ABOUT THE EXHIBITION

Four sculptures installed in the Manton Reading Room are scaled up versions of objects that Atterbury says “carry a specific meaning and, in their remaking, undergo a change for me, becoming more known and more mysterious at the same time.”

Two massive folding wood fans, mounted to the wall, are based on one that belonged to the artist’s maternal grandmother and now hangs in Atterbury’s studio. For the artist, the fans represent the potential, realized or not, of the women in her life to unfurl and flourish, to occupy more space.
 

A meandering, geometric fret ornament displayed on a second-floor window ledge in the room is known in Chinese decorative arts as a yunwen and leiwen (cloud and thunder) pattern and has come to symbolize longevity.
 

A stone sculpture on the floor beneath the fans is an overscaled version of a “chop,” a handheld seal used in East Asia as a way of signing artworks or documents. The name on the bottom is concealed from view, as are five oracle bone fragments that Atterbury has built into the base.

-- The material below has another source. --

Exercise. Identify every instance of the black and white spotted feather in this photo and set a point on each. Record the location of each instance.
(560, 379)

Appearing on the double-height granite wall of the Clark Center’s lower level is the artist’s low relief sculpture Who am I if not from you, did you seek me, did I reach back? (2023). To make it, Atterbury transferred a drawing onto a plywood panel, cut the panel into abstract shapes with a jigsaw and bandsaw, raked mortar in different directions across each piece, and finally puzzled it all back together. This series of transformations from whole to part and back again, along with the visible gaps from lost material, reflects the artist’s interest in fractured personal and family narratives as much as questions of language and legibility. Atterbury’s interest in the formal and haptic qualities of objects and language—also present in her embossed prints—combines here with her attempts to find coherence through both making and remaking.

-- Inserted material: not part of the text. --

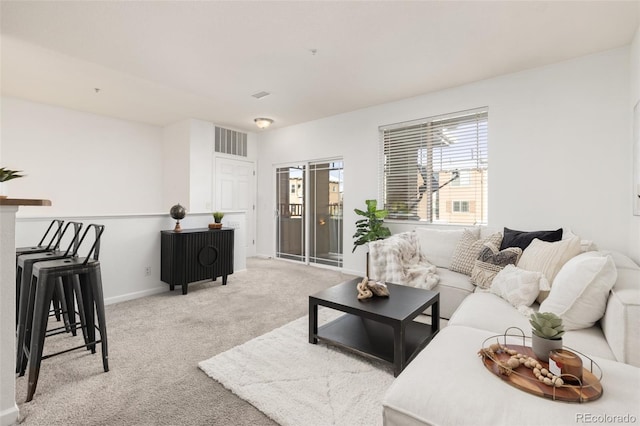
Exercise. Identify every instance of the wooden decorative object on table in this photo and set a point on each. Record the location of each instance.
(517, 365)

Atterbury used a technique known as chine collé to make the prints on view in the Clark Center’s lower level. The process uses thin pieces of paper which are run through a press on top of a thicker supporting sheet to produce a layered effect. The first word in the French term refers to China, where much of the tissue paper used in these works originated, and the second means “glued,” to indicate how the paper is secured. To achieve the embossed, low relief effect, Atterbury arranges hand cut copper plates that represent a personal lexicon of forms: abstract patterns, floral motifs, translations of her own sculptures, drawings made by her children, and objects handed down from her family. Running all this material through the press, under considerable pressure, produces an inkless, unique print known as a monoprint. For the artist, these improvised compositions are a kind of game without fixed rules: lines and shapes jostle around each other on a field of play that might resemble an abstracted tennis court or soccer field.

Elizabeth Atterbury: Oracle Bones is organized by the Clark Art Institute and curated by Robert Wiesenberger, curator of contemporary projects.

ABOUT THE ARTIST

Elizabeth Atterbury is a sculptor, photographer, and printmaker who lives and works in Portland, Maine. Her work has recently appeared in the New England Triennial at deCordova Sculpture Park and Museum, Lincoln, Massachusetts; the Portland Museum of Art, Portland, Maine; and the Colby College Museum of Art, Waterville, Maine. She received her BA from Hampshire College, Amherst, Massachusetts and her MFA from the Massachusetts College of Art and Design, Boston.

Image: Elizabeth Atterbury, Calendar 15, 2022, chine collé and embossment with hand cut copper plates on Somerset. Courtesy of the artist and Mrs., Maspeth, NY.